Policy memos, reference guides and the like are issued by a governmental agency as to how it intends to apply relevant statutes and regulations. Statutes and regulations are boundaries for the government’s policies, and the government cannot make new laws or create new rights or obligations through policy memos. While memos do not have the force of law, generally a court will provide the agency wide deference in setting its policies. Policy memos may be challenged if they go beyond the scope of the relevant statutes and regulations (ultra vires) or if they are unconstitutional, either as written or as applied by the government.

The Million Dollar Question: As it pertains to Medicare Secondary Payer, do Policy Memos and Reference Guides Hold the Force of Law?

The short answer is no; however, it is not that simple. As mentioned previously, generally if challenged in court, deference to the Health & Human Services (HHS)/Centers for Medicare & Medicaid Services (CMS) will be provided. However, government agencies/CMS cannot create new rights or obligations.

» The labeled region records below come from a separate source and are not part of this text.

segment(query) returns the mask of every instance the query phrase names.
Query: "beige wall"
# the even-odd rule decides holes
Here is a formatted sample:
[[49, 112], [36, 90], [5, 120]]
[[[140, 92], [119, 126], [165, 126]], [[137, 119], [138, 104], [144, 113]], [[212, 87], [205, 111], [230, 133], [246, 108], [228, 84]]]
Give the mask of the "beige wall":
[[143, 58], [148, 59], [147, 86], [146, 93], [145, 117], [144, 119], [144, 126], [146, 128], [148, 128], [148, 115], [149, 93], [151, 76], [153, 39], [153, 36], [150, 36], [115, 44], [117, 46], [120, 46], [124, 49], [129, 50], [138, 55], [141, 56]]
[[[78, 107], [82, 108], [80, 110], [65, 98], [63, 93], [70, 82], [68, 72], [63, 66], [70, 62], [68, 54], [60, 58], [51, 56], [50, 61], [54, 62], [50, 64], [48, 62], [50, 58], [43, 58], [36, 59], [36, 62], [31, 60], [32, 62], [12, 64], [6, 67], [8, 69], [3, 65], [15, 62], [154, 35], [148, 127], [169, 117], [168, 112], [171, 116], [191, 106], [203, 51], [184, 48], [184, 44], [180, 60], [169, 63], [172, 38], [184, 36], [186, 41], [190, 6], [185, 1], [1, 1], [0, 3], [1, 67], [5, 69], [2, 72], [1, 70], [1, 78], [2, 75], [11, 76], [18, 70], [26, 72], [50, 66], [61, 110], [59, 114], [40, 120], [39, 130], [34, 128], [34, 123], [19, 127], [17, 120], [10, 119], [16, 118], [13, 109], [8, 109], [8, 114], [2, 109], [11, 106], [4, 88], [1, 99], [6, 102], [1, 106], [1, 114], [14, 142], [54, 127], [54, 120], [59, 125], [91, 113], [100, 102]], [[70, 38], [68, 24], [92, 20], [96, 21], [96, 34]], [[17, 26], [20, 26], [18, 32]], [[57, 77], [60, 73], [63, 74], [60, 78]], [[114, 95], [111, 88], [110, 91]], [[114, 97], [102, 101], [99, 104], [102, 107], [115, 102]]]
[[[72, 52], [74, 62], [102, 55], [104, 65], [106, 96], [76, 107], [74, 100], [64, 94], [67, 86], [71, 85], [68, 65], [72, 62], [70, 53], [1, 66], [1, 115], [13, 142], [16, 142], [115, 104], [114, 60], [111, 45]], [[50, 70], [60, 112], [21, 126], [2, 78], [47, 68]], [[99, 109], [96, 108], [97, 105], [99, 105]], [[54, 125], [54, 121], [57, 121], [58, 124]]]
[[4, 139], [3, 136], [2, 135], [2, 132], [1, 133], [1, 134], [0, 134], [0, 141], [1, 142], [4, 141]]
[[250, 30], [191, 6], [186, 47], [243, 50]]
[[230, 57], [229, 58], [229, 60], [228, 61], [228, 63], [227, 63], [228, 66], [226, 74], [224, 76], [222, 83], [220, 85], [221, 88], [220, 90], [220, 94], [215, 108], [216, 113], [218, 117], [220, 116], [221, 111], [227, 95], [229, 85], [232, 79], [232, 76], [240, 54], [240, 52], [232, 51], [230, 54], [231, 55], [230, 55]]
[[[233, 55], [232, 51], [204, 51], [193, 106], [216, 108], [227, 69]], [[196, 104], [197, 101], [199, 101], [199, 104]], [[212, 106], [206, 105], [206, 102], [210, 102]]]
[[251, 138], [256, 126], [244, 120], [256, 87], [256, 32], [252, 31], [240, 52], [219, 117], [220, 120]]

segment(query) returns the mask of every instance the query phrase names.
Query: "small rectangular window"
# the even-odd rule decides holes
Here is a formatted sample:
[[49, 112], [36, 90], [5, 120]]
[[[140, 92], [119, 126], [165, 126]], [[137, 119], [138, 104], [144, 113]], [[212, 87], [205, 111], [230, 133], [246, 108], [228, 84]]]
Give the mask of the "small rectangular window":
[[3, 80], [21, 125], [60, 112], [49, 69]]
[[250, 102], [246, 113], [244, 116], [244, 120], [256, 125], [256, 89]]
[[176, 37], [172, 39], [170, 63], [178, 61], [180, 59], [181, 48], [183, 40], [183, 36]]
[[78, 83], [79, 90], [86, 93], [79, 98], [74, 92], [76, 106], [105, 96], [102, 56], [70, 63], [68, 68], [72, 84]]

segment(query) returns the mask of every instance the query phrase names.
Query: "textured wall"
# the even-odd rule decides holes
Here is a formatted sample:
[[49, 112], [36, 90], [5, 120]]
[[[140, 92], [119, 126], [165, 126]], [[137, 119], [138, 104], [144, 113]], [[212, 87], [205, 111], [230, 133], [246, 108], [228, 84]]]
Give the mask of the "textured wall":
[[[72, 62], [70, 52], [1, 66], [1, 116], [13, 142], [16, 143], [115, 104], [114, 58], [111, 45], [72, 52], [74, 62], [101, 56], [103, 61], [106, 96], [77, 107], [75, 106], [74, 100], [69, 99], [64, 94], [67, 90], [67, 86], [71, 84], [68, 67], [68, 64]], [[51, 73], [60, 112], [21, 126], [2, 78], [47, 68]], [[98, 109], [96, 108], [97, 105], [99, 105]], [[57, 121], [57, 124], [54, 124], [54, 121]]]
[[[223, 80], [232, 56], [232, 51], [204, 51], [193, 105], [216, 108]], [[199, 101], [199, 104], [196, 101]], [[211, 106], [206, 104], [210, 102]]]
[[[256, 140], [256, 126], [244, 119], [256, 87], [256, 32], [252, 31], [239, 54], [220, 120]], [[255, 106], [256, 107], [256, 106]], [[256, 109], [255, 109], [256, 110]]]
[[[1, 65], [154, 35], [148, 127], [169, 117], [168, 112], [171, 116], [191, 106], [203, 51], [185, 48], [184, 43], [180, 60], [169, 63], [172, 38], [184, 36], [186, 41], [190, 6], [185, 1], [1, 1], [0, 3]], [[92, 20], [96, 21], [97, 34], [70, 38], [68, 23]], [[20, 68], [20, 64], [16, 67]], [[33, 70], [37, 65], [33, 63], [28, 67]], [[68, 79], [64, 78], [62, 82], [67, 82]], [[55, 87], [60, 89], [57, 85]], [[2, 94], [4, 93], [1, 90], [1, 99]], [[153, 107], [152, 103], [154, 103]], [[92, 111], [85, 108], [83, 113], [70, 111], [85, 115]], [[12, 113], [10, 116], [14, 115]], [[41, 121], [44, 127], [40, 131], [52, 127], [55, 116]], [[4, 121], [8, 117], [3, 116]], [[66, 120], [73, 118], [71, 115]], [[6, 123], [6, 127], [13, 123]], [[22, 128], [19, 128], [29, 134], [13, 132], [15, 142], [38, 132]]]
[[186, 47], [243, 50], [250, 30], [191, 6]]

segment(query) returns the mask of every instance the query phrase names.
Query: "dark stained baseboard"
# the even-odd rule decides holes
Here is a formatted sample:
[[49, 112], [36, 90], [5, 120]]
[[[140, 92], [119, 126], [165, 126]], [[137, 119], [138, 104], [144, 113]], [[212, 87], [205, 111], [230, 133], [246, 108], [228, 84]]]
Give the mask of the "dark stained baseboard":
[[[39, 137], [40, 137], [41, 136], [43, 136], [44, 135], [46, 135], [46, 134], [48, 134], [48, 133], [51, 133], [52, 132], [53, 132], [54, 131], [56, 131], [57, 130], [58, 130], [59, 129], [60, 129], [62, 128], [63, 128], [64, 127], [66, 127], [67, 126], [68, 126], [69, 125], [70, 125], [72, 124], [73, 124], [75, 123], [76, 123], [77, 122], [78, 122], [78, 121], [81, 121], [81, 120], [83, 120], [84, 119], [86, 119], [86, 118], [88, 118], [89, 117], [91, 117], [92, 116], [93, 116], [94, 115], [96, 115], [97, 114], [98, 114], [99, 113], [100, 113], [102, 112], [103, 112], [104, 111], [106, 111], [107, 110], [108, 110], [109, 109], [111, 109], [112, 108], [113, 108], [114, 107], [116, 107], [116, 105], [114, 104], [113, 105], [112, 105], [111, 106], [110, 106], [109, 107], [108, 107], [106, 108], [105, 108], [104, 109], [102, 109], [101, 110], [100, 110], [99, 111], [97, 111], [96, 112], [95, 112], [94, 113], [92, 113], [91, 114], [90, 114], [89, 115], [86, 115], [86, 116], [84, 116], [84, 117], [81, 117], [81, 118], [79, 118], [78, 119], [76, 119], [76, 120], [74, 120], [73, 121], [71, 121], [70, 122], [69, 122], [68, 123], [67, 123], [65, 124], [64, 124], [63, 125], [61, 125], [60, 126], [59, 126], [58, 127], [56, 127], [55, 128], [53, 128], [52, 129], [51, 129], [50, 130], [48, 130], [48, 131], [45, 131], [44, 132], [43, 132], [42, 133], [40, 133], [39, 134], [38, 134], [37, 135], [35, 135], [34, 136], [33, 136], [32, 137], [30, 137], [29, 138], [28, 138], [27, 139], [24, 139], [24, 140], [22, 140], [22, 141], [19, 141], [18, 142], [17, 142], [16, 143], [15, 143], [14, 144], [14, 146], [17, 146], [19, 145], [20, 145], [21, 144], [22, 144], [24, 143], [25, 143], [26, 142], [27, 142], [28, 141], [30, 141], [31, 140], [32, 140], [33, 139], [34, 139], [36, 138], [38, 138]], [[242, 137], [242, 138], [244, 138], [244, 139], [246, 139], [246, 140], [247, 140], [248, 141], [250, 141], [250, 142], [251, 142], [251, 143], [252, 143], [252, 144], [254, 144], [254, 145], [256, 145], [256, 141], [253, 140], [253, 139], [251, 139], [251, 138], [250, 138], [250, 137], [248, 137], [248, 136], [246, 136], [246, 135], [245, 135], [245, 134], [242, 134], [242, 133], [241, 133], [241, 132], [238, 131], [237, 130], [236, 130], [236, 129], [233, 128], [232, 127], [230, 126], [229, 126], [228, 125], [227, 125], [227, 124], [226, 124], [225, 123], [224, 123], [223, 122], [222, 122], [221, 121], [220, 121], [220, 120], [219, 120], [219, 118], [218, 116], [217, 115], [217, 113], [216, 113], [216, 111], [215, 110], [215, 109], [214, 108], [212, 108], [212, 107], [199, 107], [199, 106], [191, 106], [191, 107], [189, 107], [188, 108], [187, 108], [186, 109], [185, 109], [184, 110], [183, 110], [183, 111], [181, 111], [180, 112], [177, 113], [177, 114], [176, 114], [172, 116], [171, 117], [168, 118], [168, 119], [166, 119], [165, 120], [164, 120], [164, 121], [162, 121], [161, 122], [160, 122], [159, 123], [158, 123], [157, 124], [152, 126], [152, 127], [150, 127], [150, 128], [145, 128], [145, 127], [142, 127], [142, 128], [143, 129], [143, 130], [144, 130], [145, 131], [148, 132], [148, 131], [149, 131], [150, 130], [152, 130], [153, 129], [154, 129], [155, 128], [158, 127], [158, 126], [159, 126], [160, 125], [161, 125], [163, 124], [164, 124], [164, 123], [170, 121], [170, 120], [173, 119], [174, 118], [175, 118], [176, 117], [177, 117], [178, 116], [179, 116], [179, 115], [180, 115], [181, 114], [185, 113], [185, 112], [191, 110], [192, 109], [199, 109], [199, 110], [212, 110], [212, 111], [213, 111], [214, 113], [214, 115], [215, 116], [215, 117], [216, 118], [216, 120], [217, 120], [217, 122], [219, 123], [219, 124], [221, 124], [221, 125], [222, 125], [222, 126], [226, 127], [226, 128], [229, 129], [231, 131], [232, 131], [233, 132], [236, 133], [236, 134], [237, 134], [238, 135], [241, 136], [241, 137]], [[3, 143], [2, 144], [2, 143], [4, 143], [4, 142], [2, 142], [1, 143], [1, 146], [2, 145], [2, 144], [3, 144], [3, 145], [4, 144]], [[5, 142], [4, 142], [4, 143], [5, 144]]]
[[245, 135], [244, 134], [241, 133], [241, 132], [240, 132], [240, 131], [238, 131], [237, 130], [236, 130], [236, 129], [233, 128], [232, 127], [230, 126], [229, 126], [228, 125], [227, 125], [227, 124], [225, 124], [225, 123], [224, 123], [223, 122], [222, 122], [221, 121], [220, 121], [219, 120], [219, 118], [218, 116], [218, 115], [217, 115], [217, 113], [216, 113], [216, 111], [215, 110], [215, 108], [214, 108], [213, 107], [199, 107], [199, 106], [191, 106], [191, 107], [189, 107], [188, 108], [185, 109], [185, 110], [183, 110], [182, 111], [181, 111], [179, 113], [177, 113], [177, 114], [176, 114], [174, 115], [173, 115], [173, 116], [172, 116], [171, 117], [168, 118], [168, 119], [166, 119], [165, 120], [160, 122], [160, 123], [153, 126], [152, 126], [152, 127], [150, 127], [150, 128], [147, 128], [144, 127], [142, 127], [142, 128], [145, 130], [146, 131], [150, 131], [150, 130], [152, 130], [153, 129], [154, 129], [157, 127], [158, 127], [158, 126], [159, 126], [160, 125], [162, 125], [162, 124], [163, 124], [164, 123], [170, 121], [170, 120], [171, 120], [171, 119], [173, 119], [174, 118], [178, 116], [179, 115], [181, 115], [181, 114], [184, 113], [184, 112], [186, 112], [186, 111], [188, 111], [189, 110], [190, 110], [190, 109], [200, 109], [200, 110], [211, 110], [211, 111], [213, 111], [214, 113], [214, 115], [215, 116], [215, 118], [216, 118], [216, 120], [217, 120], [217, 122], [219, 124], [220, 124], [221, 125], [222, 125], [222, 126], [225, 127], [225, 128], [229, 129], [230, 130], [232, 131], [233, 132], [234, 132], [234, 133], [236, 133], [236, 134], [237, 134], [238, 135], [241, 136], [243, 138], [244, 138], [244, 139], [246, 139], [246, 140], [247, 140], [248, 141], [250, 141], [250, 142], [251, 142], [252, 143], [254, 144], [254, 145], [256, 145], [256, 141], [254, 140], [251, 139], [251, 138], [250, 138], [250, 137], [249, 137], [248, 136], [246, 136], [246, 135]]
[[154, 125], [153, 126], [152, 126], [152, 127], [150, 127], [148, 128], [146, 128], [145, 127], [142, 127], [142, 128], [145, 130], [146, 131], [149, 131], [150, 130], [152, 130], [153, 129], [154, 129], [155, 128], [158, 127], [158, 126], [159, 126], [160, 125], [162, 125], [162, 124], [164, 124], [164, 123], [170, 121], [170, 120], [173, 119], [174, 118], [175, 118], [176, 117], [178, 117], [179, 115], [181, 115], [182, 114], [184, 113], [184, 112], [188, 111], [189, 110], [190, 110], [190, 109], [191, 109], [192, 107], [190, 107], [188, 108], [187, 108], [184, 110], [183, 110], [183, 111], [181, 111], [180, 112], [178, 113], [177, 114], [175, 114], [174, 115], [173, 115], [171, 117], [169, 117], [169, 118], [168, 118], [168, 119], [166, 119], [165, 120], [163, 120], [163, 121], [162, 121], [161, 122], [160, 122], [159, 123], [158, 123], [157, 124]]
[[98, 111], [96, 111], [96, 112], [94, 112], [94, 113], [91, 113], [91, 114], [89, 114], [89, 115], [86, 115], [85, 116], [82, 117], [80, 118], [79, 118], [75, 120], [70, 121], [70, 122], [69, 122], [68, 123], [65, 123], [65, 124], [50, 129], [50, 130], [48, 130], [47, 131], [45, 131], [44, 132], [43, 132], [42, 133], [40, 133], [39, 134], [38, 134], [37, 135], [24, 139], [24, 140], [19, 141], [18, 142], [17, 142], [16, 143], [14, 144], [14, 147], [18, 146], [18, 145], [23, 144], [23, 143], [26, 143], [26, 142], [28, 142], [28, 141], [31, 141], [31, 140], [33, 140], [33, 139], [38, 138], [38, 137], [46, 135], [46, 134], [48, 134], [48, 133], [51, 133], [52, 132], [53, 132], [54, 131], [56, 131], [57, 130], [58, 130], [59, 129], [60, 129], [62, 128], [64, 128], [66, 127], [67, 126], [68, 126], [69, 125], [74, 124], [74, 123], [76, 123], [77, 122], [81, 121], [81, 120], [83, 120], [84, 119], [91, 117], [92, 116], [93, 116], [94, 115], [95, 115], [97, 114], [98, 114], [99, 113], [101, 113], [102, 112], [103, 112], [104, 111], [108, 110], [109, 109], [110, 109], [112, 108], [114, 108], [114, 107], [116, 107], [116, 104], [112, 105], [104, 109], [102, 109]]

As mentioned in our prior blog, 42 CFR 411.46 (d)(2) allows for parties to carve out a portion of the settlement for a beneficiary’s future medical needs, and if this occurs, the regulation states that CMS is to only “coordinate benefits” up to that future medical amount, not the full settlement amount.  This regulation justifies Non-Submit MSAs/EBMSAs that are defensible, based upon the individual’s life expectancy, and provides enough funds for the beneficiary’s lifetime as it pertains to Medicare covered items and services that were otherwise related to the workers’ compensation injury. This regulation has not been eliminated, thus is still stands and Non-Submit MSAs are a permissible method to settle workers’ compensation claims without jeopardizing the beneficiary’s future medical benefits.

Of course, on the other hand, 42 CFR 411.46(b)(2) is also still established law. Thus if there is a clear burden shift to Medicare and the future medical amount is not defensible and/or arbitrary, then certainly Medicare can recover/coordinate benefits up to the net total settlement amount. We need to understand the difference between the two scenarios- Reasonable/defensible Non-Submit MSAs versus MSAs that are an arbitrary number and not calculated based upon the beneficiary’s future care needs.

Lastly, because policy memos do not have the force of law, CMS cannot make submission of an MSA mandatory without amending the regulations to require it. Workers’ compensation payers should determine their risk tolerance and understand the above different scenarios.